Alternativa B — ❌ Incorreta
Diz que não há óbice porque os bens da empresa são privados e não podem ser protegidos pelo regime de direito público. Erro: embora os bens sejam privados, existem óbices à desapropriação, como a afetação ao serviço público (se o imóvel estiver afetado, não pode ser desapropriado sem prévia desafetação) e a proteção decorrente da integralização do capital social. A alternativa ignora essas limitações.
Alternativa C — ❌ Incorreta
Sustenta que a desapropriação depende de autorização legislativa do ente estadual ao qual pertence a empresa proprietária, independentemente da destinação do bem. Erro: a desapropriação não exige autorização legislativa específica; basta a declaração de utilidade pública por decreto. Além disso, a destinação do bem é relevante, como visto na alternativa E.

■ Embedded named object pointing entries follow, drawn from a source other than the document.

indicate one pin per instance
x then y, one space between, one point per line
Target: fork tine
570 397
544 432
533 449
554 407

Alternativa D — ❌ Incorreta
Alega que a desapropriação seria inconstitucional por ensejar aquisição indireta de parte do capital social da empresa, vedada pelo princípio federativo. Erro: a desapropriação transfere a propriedade do imóvel, não participação societária. O princípio federativo não impede que um ente desaproprie bens de empresa controlada por outro ente, desde que observados os requisitos legais. Não há vedação constitucional genérica.

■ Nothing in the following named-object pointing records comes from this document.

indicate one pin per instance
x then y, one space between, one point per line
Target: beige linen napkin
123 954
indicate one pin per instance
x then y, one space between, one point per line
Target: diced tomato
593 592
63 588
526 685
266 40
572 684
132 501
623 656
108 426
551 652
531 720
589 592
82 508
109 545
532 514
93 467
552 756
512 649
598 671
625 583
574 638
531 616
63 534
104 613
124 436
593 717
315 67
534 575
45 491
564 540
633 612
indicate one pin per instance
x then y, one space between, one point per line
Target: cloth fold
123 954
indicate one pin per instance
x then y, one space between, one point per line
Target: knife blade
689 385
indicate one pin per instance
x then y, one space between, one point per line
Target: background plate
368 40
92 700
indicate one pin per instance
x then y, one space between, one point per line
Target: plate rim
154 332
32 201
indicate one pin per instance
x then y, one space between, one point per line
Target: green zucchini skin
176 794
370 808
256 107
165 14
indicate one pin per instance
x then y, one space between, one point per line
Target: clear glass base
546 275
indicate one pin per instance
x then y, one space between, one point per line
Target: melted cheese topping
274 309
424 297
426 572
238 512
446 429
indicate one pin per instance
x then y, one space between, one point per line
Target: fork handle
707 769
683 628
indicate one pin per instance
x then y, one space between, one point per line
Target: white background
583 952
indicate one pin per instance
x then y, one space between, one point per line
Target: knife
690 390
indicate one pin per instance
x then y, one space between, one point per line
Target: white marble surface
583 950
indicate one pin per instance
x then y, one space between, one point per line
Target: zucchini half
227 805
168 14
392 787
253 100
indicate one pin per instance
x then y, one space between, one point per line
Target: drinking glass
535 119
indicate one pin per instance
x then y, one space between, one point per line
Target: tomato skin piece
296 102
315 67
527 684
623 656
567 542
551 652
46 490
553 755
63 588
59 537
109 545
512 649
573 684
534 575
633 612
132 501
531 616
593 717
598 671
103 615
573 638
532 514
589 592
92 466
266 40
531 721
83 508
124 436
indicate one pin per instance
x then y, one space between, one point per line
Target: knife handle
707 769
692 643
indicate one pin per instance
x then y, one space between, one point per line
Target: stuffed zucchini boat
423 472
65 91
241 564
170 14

Alternativa E — ✅ Correta ⟵ GABARITO
A alternativa E acerta ao estabelecer as duas condições limitadoras: (i) o bem não pode estar afetado ao serviço público (se estiver, só pode ser desapropriado após desafetação, sob pena de comprometer a prestação do serviço); (ii) o bem não pode ter sido utilizado para integralização da maioria do capital social da empresa (caso contrário, a desapropriação descaracterizaria o controle acionário). Além disso, ressalva-se a legitimidade ativa – o ente expropriante deve ter competência para desapropriar (por exemplo, o Estado não pode desapropriar bens da União sem delegação). Assim, a letra E reflete corretamente o entendimento doutrinário e jurisprudencial.
NÃO CAIA NESSA!
A banca tenta fazer o candidato crer que a desapropriação de bens de empresas estatais é sempre possível (alternativa B) ou sempre impossível (alternativa D). Na verdade, a resposta depende do grau de vinculação do bem ao serviço público e da essencialidade do bem para a empresa. Memorize as duas exceções: bem afetado ao serviço público e bem utilizado para integralizar a maioria do capital social.